All that remained was to make all the ends meet:
• A complete metallic outer surface
• A fully decorated back with the ability to open 240 degrees
• Compliance with existing DVD box outer dimensions without restricting internal space
• Opening geometry that emulated standard DVD packaging
• The opening grip needed to be adapted to existing packing machinery
• Full visibility of internal decoration of the metal case through a transparent inner plastic part

In June 2003 we made the final design breakthrough and stood with a complete SteelBook concept. Now we knew that the front and back of the SteelBook had to be deep drawn and then shaped, and that the geometry of the plastic on the inside was more or less determined.

Apart from the opening grips, which consist of plastic that has been extended through the inner plastic parts we had achieved a fully metallic expression without limiting the opening geometry so much that automation was impossible. What remained was work on the design within the framework that had been a result of the mechanical construction.

The SteelBook Takes Shape Soon it became clear that the SteelBook had an unacceptable mechanical weakness at the exact same place as we perceived it to have its greatest aesthetic weakness: the opening grip.

In the transition from metal to plastic a weakness would invariably develop in the metal that would make it susceptible to deformation as a result of normal use.
We knew that the best solution, both mechanically and aesthetically would be to shape the grip in metal. However, such a solution demands so much of the shaping process that we initially gave up on it.
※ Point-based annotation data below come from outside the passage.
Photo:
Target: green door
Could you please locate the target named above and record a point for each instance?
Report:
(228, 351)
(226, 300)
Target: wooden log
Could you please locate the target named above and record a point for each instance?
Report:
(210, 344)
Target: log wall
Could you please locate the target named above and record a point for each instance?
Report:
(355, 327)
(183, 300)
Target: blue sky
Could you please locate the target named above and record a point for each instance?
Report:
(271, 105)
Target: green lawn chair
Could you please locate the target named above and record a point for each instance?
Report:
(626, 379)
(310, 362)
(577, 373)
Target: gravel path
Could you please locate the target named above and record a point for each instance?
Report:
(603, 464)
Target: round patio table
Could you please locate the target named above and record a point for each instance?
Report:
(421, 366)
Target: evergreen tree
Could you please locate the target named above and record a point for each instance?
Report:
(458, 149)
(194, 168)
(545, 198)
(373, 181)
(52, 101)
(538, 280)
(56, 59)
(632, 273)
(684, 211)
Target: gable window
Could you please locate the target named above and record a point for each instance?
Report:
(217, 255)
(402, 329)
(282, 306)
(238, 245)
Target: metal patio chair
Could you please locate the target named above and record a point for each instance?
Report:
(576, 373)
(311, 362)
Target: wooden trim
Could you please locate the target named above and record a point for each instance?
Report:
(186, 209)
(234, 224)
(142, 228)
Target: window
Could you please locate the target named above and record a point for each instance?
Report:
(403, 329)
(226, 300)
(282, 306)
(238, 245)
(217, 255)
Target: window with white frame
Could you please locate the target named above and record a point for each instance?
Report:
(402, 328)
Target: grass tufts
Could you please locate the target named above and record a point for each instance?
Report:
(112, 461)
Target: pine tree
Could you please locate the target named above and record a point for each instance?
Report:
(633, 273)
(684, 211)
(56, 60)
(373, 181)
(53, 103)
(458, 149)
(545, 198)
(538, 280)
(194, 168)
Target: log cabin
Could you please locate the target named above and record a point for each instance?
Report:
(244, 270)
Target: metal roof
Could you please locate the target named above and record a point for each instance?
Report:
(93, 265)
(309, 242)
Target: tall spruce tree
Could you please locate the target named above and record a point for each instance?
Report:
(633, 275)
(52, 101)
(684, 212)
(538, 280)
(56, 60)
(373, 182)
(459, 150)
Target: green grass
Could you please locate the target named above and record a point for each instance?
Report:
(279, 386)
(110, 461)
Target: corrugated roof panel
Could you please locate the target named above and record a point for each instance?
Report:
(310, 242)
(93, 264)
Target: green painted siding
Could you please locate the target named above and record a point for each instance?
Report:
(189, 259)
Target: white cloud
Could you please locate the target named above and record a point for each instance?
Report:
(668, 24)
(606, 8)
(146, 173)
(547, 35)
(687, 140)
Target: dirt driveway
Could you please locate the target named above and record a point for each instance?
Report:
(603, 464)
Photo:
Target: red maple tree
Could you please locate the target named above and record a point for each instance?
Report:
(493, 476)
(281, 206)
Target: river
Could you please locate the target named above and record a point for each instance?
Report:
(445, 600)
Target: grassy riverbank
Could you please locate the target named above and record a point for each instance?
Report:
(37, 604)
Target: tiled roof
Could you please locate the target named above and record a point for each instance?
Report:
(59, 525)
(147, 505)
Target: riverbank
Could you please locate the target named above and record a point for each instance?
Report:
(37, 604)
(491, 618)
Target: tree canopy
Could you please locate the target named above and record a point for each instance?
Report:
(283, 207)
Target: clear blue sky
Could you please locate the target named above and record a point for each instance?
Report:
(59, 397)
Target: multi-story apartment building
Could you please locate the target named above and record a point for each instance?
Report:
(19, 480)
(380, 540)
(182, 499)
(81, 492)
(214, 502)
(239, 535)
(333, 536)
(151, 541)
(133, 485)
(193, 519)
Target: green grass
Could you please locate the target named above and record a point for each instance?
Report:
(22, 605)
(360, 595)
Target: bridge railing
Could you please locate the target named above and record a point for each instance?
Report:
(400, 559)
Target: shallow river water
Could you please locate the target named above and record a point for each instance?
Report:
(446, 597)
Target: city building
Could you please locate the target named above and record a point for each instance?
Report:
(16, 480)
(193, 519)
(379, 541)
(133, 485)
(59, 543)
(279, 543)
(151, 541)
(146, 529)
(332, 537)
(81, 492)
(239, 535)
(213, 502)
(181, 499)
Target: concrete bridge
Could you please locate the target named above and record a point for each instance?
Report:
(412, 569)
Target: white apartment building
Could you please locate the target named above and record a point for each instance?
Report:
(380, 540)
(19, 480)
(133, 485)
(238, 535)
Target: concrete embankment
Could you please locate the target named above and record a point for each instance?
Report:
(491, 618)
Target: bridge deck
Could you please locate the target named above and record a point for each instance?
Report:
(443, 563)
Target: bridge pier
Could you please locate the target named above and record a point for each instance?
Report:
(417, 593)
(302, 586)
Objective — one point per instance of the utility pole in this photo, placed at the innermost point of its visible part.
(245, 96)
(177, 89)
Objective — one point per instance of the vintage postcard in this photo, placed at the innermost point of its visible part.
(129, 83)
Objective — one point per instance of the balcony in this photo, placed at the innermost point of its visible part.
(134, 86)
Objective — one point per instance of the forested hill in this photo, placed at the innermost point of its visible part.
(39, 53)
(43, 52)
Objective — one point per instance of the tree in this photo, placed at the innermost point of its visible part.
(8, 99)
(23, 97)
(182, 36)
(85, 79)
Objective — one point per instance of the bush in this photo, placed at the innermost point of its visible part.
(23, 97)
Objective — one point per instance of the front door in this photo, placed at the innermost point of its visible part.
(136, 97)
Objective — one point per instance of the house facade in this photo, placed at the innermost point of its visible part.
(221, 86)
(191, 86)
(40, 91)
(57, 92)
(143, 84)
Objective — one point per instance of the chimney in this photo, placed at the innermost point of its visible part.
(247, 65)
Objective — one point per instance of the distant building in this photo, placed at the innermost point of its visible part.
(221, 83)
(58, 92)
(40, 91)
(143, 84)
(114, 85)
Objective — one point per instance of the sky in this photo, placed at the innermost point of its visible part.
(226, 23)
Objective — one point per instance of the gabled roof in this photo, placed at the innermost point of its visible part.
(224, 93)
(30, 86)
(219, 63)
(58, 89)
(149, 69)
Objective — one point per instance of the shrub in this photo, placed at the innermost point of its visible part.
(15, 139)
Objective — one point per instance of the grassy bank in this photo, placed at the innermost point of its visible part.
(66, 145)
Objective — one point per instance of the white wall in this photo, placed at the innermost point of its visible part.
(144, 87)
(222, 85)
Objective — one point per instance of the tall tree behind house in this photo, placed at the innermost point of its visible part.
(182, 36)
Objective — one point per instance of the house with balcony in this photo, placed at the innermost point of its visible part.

The final SteelBook design proves that we have succeeded in developing a production process that can handle such intense and critical manufacturing of the metal shells.

Now the box has been shaped with a smooth rounded curve that enables your fingers to grip and open the box. We took advantage of the metal’s strength and at the same time achieved a completely metallic look.

The SteelBook Designers

Niels Toft Jørgensen (b. 1975), industrial designer, Cand. Arch.

Niels took his master’s degree at the Aarhus School of Architecture in 2000. Today Niels works for several large companies, such as Grundfos and Bang & Olufsen, where he is attached to the development department as concept developer. Niels took Glud & Marstrand in as his first customer back in 1997.

Mazyar Abolfazlian (b. 1970), industrial designer, Cand. Arch.

Mazyar holds a master’s degree from the Aarhus School of Architecture (1999). He has worked on projects for Alfa Romeo in Italy and has also designed lighting, furniture, office supplies and fittings. Some of his recent furniture designs have been exhibited at the ICFF in New York in 2004.